AUSTAUSCH ZUM THEMA NACHHALTIGKEIT FÜR GENOSSENSCHAFTSBANKEN

Praktische Tipps und ein Überblick über die politischen Entwicklungen zu Sustainable Finance

Bereits zum vierten Mal organisierte das Nachhaltigkeitsteam der DZ BANK eine Nachhaltigkeitskonferenz, um den Austausch mit und unter den Genossenschaftsbanken zu fördern. Praktische Tipps von Volksbanken für Volksbanken und ein Überblick über die politischen Entwicklungen zu Sustainable Finance bildeten die wichtigsten Programmpunkte.  

 

Stimmen zur Nachhaltigkeitskonferenz – „Mir hat gefallen, …“

„… dass man sich mit den Kollegen austauschen konnte…“

Martin Eich, Leiter Unternehmenskommunikation bei der Mainzer Volksbank:   

 

„… dass die Best-Practice-Beispiele wirklich aus der Realität gegriffen sind…“

Nicole Urbach, Nachhaltigkeitsbeauftrage der Sparda-Bank West:

 

Der Erfahrungsaustausch zur sogenannten „CSR-Berichtspflicht“ war ein Schwerpunkt der Nachhaltigkeitskonferenz. Seit dem Geschäftsjahr 2017 müssen Unternehmen in Deutschland mit mehr als 500 Mitarbeitern nicht nur zu ihrem finanziellen, sondern auch zu ihrem sozialen und ökologischen Handeln Rechenschaft ablegen. Auch 41 Genossenschaftsbanken sind aktuell davon betroffen – mit steigender Tendenz im Hinblick auf anstehende Fusionen.

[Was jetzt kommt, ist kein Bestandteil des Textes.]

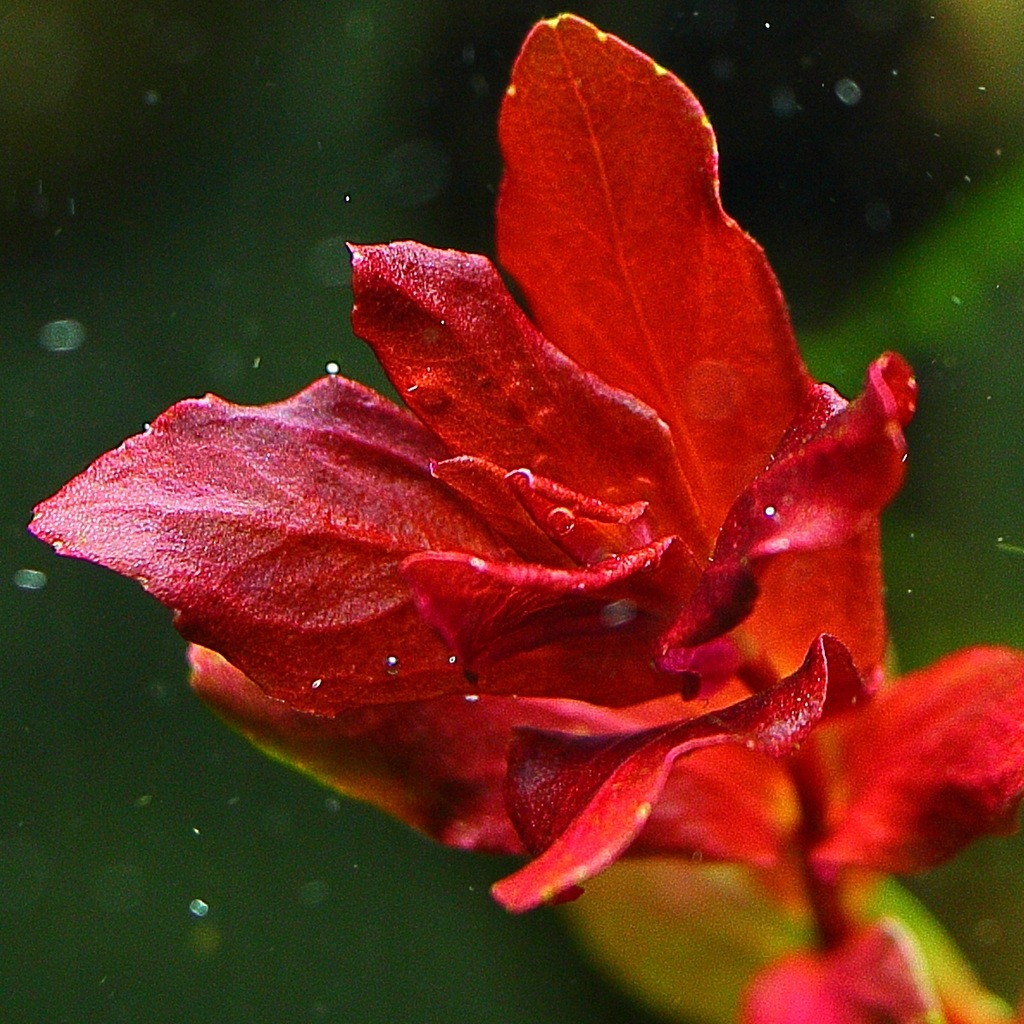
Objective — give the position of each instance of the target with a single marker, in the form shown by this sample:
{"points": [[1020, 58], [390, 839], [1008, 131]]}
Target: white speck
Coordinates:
{"points": [[61, 336], [29, 579], [848, 92]]}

Kai Schäfer und Anna-Lena Wagner von der Volksbank Mittelhessen (im Bild zu sehen) berichteten von ihren Erfahrungen bei der Erstellung der Nichtfinanziellen Erklärung – angefangen von der Interpretation des Gesetzes bis hin zur Prüfung durch den Prüfungsverband. Da das Thema für alle Teilnehmer neu war, diskutierten sie offen und lebhaft mit den Kollegen der Volksbank Mittelhessen und der Wiesbadener Volksbank, die in ihren Vorträgen auch von Stolpersteinen auf dem Weg zum ersten nichtfinanziellen Bericht erzählten.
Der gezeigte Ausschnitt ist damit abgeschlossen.